Being both a guitar-based indie-pop band and a modern chamber ensemble, Plumes Ensemble (or Plumes) is a group with a split personality. Based in Montreal and Paris, the ensemble makes a mighty effort to reconcile these seeming opposites with its latest recording, Folk Songs and Future Loves—and succeeds more often than not. Many a classical composer has attempted to retrieve pop from the dustbin of commercial disposability by aligning the beauty of simple melodies with those found in traditional folk forms from around the world. To that end, the album consists of seven original songs by Plumes cobandleader and vocalist Veronica Charnley, alongside new arrangements by her and her partner Geof Holbrook of selections from Twenty Hungarian Folk Songs by Béla Bartok (1929) and Folk Songs by Luciano Berio (1964).

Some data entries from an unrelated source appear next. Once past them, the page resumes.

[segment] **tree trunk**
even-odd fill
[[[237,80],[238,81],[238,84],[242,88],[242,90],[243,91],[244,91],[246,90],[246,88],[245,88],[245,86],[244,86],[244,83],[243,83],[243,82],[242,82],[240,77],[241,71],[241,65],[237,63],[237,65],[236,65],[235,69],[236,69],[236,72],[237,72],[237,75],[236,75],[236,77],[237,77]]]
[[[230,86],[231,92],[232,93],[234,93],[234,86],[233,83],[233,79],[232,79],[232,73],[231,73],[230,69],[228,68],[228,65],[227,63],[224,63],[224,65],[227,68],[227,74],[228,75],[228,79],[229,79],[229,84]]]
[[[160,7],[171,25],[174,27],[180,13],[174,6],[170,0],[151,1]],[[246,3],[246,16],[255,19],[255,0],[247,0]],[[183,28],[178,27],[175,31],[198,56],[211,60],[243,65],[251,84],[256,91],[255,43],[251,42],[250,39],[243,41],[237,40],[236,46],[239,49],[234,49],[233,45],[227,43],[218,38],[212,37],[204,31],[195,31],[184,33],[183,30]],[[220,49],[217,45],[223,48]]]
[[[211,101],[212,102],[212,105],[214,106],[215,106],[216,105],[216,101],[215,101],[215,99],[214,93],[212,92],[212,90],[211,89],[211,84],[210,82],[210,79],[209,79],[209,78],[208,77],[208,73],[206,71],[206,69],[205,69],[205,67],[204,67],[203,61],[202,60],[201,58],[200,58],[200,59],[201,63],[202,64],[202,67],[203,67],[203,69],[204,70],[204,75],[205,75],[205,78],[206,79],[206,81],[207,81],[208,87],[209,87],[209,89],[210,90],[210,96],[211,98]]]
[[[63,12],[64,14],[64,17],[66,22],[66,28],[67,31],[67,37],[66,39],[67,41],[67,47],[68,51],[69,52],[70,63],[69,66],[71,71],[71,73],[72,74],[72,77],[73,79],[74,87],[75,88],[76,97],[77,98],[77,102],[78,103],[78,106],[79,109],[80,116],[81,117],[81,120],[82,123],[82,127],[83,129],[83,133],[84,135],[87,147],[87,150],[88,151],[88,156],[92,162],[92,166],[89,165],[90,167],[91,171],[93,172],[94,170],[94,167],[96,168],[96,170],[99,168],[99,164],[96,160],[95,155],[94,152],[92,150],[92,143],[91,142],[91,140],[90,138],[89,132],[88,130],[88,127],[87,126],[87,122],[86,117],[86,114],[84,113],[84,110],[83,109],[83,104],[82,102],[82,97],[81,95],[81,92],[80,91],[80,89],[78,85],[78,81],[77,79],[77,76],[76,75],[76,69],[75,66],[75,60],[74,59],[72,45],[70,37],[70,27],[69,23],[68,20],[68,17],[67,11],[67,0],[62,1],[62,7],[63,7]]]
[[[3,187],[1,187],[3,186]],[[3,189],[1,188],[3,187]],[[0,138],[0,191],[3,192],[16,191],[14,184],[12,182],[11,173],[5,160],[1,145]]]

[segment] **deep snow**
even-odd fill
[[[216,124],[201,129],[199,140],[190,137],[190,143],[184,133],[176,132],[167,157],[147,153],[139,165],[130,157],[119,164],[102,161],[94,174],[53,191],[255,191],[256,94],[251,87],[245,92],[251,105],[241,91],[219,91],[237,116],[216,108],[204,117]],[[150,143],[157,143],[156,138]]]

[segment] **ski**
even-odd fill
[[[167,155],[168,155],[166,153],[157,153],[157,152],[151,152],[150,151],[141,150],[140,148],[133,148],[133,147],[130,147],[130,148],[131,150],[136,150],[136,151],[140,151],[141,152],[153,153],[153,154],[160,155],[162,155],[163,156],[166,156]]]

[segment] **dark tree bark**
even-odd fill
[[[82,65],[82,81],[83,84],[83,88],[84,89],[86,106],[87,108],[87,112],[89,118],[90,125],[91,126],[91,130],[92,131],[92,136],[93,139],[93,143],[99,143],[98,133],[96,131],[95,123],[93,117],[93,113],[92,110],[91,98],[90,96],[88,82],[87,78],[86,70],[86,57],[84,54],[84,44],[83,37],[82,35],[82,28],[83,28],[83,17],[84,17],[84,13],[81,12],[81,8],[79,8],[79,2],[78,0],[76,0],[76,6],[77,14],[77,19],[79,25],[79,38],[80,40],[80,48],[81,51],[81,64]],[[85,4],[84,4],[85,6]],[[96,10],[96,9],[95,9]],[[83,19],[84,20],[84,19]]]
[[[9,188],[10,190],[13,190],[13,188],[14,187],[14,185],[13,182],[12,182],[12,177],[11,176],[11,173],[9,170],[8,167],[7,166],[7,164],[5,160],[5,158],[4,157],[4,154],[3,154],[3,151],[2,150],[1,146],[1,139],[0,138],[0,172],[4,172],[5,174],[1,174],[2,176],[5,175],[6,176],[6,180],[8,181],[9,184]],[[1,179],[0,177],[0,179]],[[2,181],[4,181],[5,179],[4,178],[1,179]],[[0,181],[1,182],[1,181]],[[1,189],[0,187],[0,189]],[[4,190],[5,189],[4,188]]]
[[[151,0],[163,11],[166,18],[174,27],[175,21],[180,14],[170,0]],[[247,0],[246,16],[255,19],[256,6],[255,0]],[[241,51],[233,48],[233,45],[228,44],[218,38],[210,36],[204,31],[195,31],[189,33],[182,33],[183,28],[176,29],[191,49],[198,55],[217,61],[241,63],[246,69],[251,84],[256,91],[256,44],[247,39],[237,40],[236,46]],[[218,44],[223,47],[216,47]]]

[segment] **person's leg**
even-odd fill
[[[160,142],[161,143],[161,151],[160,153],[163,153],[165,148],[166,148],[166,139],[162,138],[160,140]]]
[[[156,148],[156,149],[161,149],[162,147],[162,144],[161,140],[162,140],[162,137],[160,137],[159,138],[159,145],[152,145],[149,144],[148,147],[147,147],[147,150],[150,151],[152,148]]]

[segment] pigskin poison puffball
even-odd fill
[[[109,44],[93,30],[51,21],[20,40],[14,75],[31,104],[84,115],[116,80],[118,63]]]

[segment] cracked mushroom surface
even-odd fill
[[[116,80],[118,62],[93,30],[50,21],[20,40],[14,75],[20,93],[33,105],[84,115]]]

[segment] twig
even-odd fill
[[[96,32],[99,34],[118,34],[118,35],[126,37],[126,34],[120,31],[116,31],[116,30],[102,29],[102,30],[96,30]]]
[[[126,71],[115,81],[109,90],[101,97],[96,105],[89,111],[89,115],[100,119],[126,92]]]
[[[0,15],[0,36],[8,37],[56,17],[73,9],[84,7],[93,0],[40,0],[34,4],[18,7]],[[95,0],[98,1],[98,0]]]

The album begins with Charnley’s songs, which overall suit nicely the melodic sweeps of her gorgeous voice and whimsical lyrics about summer errands and moving house. The ensemble plays with a restrained force that reflects how easily Plumes can switch identities into pop band.
           
It’s a bit of an abrupt shift, however, when the Ensemble changes gears to play Bartok, and Charnley begins singing in Hungarian: these three tracks are not the album’s strongest. The treatment of Berio’s Folk Songs, however, wonderfully complements her own songs, and Charnley does a magnificent job of filling the shoes of Cathy Berberian, for whom Berio originally recomposed this compelling selection of American, Armenian, French, and Azerbaijani songs. One has to pinch oneself when the album closes on a lone Charnley original, the piano ballad “Oh, Orwell,” following the six-song Berio suite. Luciano himself would be proud.